Doherty and his firm didn’t want to fall into the cliché of a typical insurance agency. They see themselves as advisors, and to be effective, they also look for employers that fit their style.
“We want to find clients that are sophisticated, innovative, smart, fun to work with—we let those attitudes guide the work that we do.”
Like many top industry innovators, Pinnacle is willing to learn from the experiences and ideas of other movers and shakers in the industry. Groups like Health Rosetta, Q4i, and the Self Insurance Institute of America are all industry innovators that Doherty and his team have worked with.
Data, says Doherty, is key to helping companies control costs.
“When I go in and meet with a CFO, they’re making data-driven decisions every day in every part of their business—except for benefits.”
Too often, employers feel they don’t have the health insurance data they need. “They don’t know what the big cost drivers are,” Doherty says. “We try to convince them the mousetrap they know, the fully-insured plan, doesn’t work. It’s not meant to reward the employer—it’s meant to reward the broker and the carrier.”

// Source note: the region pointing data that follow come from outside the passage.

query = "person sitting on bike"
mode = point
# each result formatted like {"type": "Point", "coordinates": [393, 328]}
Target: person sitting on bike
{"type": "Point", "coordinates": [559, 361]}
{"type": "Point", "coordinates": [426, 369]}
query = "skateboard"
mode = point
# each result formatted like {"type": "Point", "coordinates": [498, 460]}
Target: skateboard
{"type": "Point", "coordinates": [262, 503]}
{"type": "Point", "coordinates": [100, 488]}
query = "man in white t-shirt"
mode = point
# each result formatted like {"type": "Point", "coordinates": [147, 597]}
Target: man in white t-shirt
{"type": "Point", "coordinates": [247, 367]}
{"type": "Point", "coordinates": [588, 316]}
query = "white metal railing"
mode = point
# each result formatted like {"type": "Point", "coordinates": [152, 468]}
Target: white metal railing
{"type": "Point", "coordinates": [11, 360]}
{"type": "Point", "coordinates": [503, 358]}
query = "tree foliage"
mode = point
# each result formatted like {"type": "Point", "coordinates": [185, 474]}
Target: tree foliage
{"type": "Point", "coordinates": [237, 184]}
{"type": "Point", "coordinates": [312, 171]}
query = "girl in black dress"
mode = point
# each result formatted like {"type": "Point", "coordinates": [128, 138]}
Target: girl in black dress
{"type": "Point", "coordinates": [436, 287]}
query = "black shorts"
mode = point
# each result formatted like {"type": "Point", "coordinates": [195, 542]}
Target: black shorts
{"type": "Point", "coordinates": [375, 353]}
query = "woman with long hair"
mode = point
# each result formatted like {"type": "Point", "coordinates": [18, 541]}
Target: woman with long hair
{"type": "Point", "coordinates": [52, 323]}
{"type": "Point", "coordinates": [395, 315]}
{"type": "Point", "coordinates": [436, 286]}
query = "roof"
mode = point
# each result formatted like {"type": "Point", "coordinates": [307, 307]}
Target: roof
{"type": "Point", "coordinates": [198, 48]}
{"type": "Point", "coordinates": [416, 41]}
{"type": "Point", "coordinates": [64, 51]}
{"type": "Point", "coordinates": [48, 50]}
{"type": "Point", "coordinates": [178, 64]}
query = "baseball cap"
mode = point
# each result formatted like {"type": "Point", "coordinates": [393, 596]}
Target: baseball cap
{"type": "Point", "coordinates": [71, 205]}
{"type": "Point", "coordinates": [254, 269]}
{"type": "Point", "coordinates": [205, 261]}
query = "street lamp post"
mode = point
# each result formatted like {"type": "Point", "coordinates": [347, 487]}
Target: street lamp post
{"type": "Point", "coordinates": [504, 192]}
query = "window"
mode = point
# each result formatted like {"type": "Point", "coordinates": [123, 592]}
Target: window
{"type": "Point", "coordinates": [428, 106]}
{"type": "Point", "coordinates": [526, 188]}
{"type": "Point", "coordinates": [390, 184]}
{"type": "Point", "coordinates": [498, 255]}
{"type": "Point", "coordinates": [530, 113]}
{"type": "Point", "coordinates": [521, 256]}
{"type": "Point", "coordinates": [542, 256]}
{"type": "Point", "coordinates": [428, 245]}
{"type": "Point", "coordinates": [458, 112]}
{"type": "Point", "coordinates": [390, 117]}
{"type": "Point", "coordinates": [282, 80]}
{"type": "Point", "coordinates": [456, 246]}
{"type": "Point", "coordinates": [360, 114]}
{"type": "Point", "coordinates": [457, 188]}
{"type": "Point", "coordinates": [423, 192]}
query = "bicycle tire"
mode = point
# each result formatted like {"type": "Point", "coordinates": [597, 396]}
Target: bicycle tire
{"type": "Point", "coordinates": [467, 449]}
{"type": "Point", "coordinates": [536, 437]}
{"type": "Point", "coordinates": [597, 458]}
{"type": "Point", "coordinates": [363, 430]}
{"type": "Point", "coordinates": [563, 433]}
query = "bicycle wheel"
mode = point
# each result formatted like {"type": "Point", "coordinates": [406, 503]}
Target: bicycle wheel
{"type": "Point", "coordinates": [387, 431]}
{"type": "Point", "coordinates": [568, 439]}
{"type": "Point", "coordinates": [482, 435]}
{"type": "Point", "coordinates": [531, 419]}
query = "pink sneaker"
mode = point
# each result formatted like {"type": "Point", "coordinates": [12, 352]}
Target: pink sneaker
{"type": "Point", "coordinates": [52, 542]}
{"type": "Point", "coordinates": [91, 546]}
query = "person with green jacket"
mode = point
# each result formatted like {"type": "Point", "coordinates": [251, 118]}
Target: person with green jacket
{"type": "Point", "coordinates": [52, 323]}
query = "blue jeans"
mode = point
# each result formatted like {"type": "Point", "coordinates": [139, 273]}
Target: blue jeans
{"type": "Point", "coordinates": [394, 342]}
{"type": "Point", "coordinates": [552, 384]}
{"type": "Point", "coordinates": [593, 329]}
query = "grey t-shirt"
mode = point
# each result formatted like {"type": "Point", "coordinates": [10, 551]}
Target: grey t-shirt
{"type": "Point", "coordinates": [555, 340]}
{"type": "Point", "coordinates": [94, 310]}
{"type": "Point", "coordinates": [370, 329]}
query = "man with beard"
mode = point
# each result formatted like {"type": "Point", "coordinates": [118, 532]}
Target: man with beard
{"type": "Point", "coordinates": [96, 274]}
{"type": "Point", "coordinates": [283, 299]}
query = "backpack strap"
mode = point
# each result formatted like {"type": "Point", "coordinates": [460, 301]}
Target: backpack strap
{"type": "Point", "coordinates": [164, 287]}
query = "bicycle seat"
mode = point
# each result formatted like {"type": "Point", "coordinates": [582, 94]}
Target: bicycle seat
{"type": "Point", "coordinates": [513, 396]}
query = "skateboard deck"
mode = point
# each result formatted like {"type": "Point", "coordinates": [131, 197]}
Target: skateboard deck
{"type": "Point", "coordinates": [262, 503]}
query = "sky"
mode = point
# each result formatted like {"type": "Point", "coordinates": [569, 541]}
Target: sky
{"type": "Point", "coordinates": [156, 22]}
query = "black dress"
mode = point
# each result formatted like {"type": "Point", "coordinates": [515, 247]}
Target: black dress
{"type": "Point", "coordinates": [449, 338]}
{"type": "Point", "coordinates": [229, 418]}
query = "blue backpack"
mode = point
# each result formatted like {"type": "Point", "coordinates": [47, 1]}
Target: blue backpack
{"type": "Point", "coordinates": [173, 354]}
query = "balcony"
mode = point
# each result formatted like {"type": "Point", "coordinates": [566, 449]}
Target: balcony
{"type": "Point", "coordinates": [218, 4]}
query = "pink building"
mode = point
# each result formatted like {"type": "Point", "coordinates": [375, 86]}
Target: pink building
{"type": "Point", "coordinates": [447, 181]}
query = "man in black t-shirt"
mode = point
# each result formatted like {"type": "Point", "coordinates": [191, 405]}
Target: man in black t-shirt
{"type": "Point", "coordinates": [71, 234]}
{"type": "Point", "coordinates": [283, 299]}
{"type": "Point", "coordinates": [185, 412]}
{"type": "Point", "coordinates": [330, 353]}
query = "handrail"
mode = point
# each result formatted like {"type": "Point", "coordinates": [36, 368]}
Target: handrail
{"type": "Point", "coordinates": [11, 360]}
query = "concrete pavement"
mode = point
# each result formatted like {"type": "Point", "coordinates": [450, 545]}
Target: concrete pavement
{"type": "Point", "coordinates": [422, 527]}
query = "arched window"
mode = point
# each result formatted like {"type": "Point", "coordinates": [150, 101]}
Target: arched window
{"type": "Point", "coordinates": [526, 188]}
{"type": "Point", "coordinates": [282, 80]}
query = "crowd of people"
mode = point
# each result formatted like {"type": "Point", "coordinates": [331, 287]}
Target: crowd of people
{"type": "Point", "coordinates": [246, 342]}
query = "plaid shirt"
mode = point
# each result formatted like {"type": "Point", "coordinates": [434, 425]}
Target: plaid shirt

The solution, he says, is taking a big-picture look at how a benefit program can be managed to control costs over the long term. Instead of thinking from open enrollment to open enrollment, Doherty’s team talks about setting a strategy. “We tell them, ‘Stop making 12-month, incremental decisions. This has to be a multi-year strategy.”
Pinnacle works with third-party administrators to access data for the employers they partner with in providing insurance benefits. The firm manages data using analytics tools.
“The analytics allow us to mine the data and tell us where the opportunities to reduce cost are,” Doherty says. “In a typical group, you might only have three to five members driving the cost; if you can find a way to mitigate some of that by leveraging the data, you can reduce cost in a health insurance plan 15 percent to 20 percent.”
Even with all the change facing the health insurance industry, Doherty says there will always be a place for strategic, forward-thinking advisors. He cites the speculation around Amazon’s possible entry into the insurance market. “When you think about the revenue that flows through the industry, there’s a huge opportunity for those who want to disrupt. So to survive, we need to be able to adapt.
“If we were still doing things today like we were doing ten years ago we’d be out business,” he adds. “You always have to be able to learn, collaborate with peers, and make changes when you have to.”